Real incidents are your most powerful sales tool. A prospect who sees an actual account compromise — complete with a timeline of the attacker's activity, what they accessed, and how it was caught — is far more convinced than one who reads a spec sheet.

The Anonymize feature makes it safe to use real incidents in any sales context:

* **Victory lap**: Show a prospect a live-monitored incident that Petra caught and stopped fast. The story sells itself: attacker gets in, Petra flags it within minutes, account is locked, threat remediated.
* **Cautionary tale**: Onboard a prospect's tenant and let Petra Scan surface what attackers were already doing in their environment. Use Anonymize to walk another prospect through a similar finding without revealing who the victim was.

## How to Anonymize an Incident

1. Navigate to any incident in the Petra dashboard.
2. Click the **Anonymize** button in the top right of the incident page.
3. A menu opens with redaction options. Choose a preset or configure fields manually.
4. The incident view updates instantly — the URL encodes your settings, so you can copy the link and share it directly with a prospect. Anyone opening the link sees the same redacted view.

<Tip>
  Because anonymization is URL-based, you can prepare a link in advance and share it in an email, a slide deck, or a screen share without any risk of accidentally revealing the wrong information mid-demo.
</Tip>

## Redaction Presets

| Preset      | What It Does                                                                                                                    |
| ----------- | ------------------------------------------------------------------------------------------------------------------------------- |
| **None**    | No redaction. All information is visible.                                                                                       |
| **Partial** | Hides the victim's name, company, contact info, location, IP, emails, files, and folders. Shows only the external analyst note. |
| **Full**    | Hides everything in Partial, plus the phish subject, phish sender, and session IDs. Hides all analyst notes.                    |

For most sales use cases, **Partial** is the right choice — it protects the victim's identity while keeping the attack narrative intact.

## Individual Redaction Options

If the presets don't fit your needs, you can toggle any combination of the following fields:

| Option                | What Gets Hidden                                  |
| --------------------- | ------------------------------------------------- |
| **User Name**         | Victim's display name, email, and UPN             |
| **Company**           | Tenant name (replaced with "\[Tenant Redacted]")  |
| **Phish Subject**     | Subject line of the phishing email                |
| **Phish Sender**      | Sender name, address, and recipients of the phish |
| **User Contact Info** | Emails, usernames, and UPNs throughout the logs   |
| **User Location**     | City, region, and country from login logs         |
| **User IP**           | IP addresses in all logs                          |
| **User Emails**       | Email subjects and accessed email content         |
| **Email Recipients**  | To/Cc recipient addresses                         |
| **User Files**        | File names and paths in SharePoint activity       |
| **User Folders**      | Folder paths in Exchange and mailbox logs         |
| **User Session ID**   | Session IDs throughout all log tables             |

You can also control the **Analyst Note** separately — show all notes, show only the external-facing note, or hide notes entirely.

## Redacted PDF Report

In addition to the in-app anonymized view, you can download a **Redacted PDF Report** — a fully redacted version of the incident's Threat Remediation Report, suitable for sending to a prospect after a meeting.
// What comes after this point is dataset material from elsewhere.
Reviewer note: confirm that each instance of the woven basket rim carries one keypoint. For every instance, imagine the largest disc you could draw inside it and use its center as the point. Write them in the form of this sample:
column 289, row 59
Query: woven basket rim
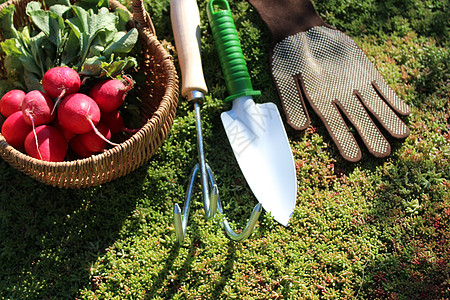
column 154, row 128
For download steps and a full breakdown of what gets redacted, see [Redacted Incident Reports](/reporting/incident-report#redacted-incident-reports).

<Tip>
  The Redacted PDF is great as a follow-up artifact after a prospect call. Send it so the prospect has something tangible to share internally — without any of their peer's data included.
</Tip>

## Tips for Using Anonymized Incidents in Sales

* **Pick incidents with a strong story arc**: The best ones have a clear phish-to-compromise timeline, meaningful blast radius (emails read, files accessed), and a fast Petra response. These are the ones that make a prospect say "what would have happened if no one caught this?"
* **Use the Incidents List to find the right one**: The **Analyst Summary** in the incidents list helps you quickly scan for the most compelling and diverse past compromises when picking one to share with a prospect. See the [Incidents List Analyst Summary](/changelog#analyst-summary-in-the-incidents-list).
* **Pair with the Example Scan Report**: If you don't yet have results for this prospect's tenant, use the anonymized incident view alongside the [Example Scan Report](/marketing-hub#reports) from the Marketing Hub to show both what real monitoring catches and what a Scan finding looks like.